De fato, num caso como o de Isabella Nardoni, este clamor público existe. De fato, diante da condenação da mídia, da mãe, da delegada, do promotor, é aparentemente contradítório deixar os acusados soltos. Como podem estar soltos, se cometeram o crime? - perguntaria o "homem médio". Ora, podem estar soltos, porque, para o direito, não há certeza de que estes dois acusados, de fato, cometeram o crime de que são acusados. A sociedade, inflamada pela mídia, e pelas entrevistas coletivas de autoridades pouco cientes de seu dever de serenidade, pode ter "certeza" de que "foram eles" - embora, numa sociedade realmente bem ordenada, imagino que não se deveria ter esta certeza antes da condenação dos acusados. O direito e suas autoridades não podem ter certeza antes da decisão definitiva de condenação.

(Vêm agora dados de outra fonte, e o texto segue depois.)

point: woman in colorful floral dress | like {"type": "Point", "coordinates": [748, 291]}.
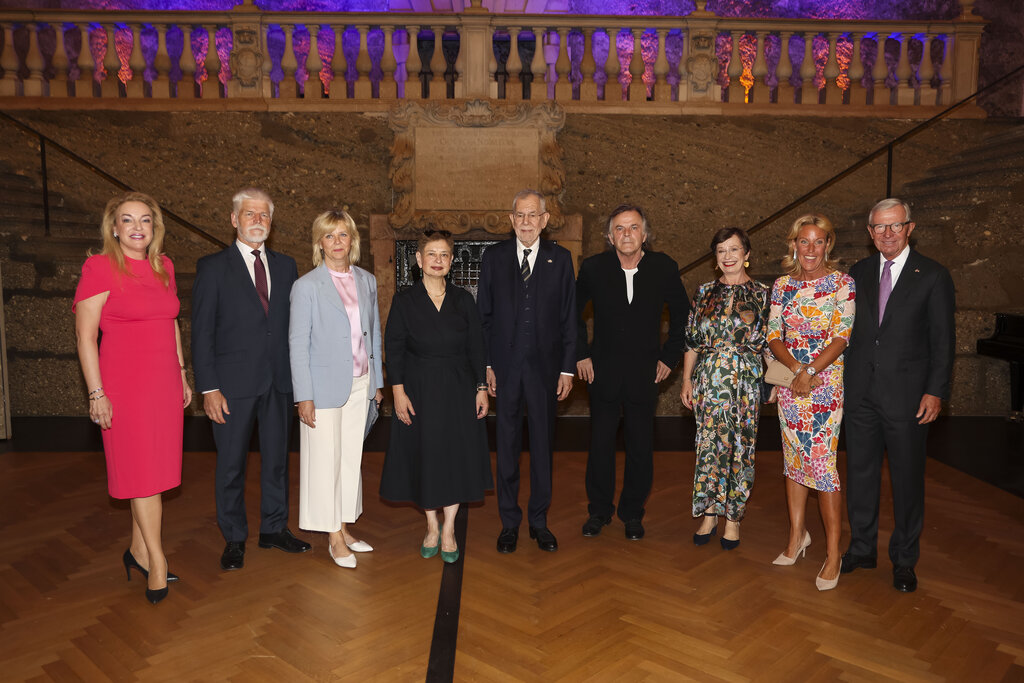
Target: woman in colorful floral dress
{"type": "Point", "coordinates": [812, 310]}
{"type": "Point", "coordinates": [722, 368]}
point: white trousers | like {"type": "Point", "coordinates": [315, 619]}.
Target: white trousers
{"type": "Point", "coordinates": [330, 460]}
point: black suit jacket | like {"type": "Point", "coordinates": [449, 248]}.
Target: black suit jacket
{"type": "Point", "coordinates": [237, 347]}
{"type": "Point", "coordinates": [912, 348]}
{"type": "Point", "coordinates": [498, 298]}
{"type": "Point", "coordinates": [627, 343]}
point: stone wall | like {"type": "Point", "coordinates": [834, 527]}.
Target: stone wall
{"type": "Point", "coordinates": [693, 174]}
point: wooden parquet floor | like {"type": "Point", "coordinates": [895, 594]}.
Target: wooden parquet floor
{"type": "Point", "coordinates": [599, 609]}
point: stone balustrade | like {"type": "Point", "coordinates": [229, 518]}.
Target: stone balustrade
{"type": "Point", "coordinates": [250, 59]}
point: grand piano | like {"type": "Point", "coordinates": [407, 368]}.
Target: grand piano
{"type": "Point", "coordinates": [1008, 343]}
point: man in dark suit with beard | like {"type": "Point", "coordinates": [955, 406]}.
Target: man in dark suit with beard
{"type": "Point", "coordinates": [897, 374]}
{"type": "Point", "coordinates": [527, 306]}
{"type": "Point", "coordinates": [240, 313]}
{"type": "Point", "coordinates": [629, 287]}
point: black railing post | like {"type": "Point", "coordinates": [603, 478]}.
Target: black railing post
{"type": "Point", "coordinates": [46, 186]}
{"type": "Point", "coordinates": [889, 170]}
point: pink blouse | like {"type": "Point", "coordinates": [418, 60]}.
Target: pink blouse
{"type": "Point", "coordinates": [345, 284]}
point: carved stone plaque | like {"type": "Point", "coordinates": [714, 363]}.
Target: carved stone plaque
{"type": "Point", "coordinates": [458, 166]}
{"type": "Point", "coordinates": [474, 169]}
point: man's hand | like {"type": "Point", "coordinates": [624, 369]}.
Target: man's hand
{"type": "Point", "coordinates": [215, 406]}
{"type": "Point", "coordinates": [492, 383]}
{"type": "Point", "coordinates": [662, 372]}
{"type": "Point", "coordinates": [307, 414]}
{"type": "Point", "coordinates": [564, 386]}
{"type": "Point", "coordinates": [585, 369]}
{"type": "Point", "coordinates": [929, 409]}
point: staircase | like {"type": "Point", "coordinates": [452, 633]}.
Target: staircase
{"type": "Point", "coordinates": [40, 273]}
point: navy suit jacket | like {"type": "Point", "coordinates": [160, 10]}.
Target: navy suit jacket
{"type": "Point", "coordinates": [237, 347]}
{"type": "Point", "coordinates": [498, 297]}
{"type": "Point", "coordinates": [912, 348]}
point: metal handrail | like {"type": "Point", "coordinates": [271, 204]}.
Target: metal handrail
{"type": "Point", "coordinates": [44, 141]}
{"type": "Point", "coordinates": [886, 148]}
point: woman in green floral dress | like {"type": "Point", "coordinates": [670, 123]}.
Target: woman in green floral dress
{"type": "Point", "coordinates": [722, 369]}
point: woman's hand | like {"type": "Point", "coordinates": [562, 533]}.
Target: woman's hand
{"type": "Point", "coordinates": [101, 412]}
{"type": "Point", "coordinates": [307, 414]}
{"type": "Point", "coordinates": [686, 393]}
{"type": "Point", "coordinates": [481, 403]}
{"type": "Point", "coordinates": [402, 407]}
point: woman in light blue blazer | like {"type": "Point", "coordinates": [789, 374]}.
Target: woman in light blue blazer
{"type": "Point", "coordinates": [335, 346]}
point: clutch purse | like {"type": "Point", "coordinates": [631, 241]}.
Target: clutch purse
{"type": "Point", "coordinates": [778, 374]}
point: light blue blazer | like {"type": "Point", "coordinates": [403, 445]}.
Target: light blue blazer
{"type": "Point", "coordinates": [320, 338]}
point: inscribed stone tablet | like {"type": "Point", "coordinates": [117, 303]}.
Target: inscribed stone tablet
{"type": "Point", "coordinates": [474, 169]}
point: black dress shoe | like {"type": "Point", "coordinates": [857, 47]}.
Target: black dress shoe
{"type": "Point", "coordinates": [508, 539]}
{"type": "Point", "coordinates": [545, 539]}
{"type": "Point", "coordinates": [130, 564]}
{"type": "Point", "coordinates": [634, 529]}
{"type": "Point", "coordinates": [156, 596]}
{"type": "Point", "coordinates": [593, 526]}
{"type": "Point", "coordinates": [851, 562]}
{"type": "Point", "coordinates": [233, 556]}
{"type": "Point", "coordinates": [284, 541]}
{"type": "Point", "coordinates": [904, 580]}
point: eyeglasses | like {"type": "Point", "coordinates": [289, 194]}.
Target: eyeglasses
{"type": "Point", "coordinates": [523, 217]}
{"type": "Point", "coordinates": [896, 228]}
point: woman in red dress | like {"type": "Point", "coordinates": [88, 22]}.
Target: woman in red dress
{"type": "Point", "coordinates": [135, 376]}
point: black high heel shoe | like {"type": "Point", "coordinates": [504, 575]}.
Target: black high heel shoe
{"type": "Point", "coordinates": [130, 564]}
{"type": "Point", "coordinates": [702, 539]}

Aliás, como dissemos aqui neste blog, a reconstrução do fato pelo direito no corpo de um processo serve, justamente, para retirar do clamor público o domínio sobre a interpretação dos significados sociais dos fatos particularmente traumáticos para a sociedade. É na serenidade e no tempo do processo, não condizente com o tempo da mídia, é certo; é nesta serenidade que as emoções sociais são re-significadas, de modo que o "mata, esfola" seja transformado em uma condenação justa, porque proferida calma, racional e sob o signo da igualdade entre acusação e defesa. Fosse o processo a servir de escoadouro do "clamor público", não haveria necessidade de processo. Era melhor descriminalizar as conseqüências do linchamento e deixar o povo fazer a "sua justiça".

Que função preventiva poderia ter uma prisão do casal de acusados no caso Isabella Nardoni? O que ela previniria? O que uma medida deste tipo, anunciada com uma semana de antecedência, pelo menos, e anunciada em entrevista coletiva, poderia, em qualquer momento, previnir? Fuga? Destruição de provas? Aliciamento de testemunhas? Com esta vantagem inicial no tempo, eles poderiam fazer tudo isso e ainda mandar um cartão postal para a delegada e o promotor...

João Pedro C. V. Pádua
(http://www.melaragnocpadua.com.br/)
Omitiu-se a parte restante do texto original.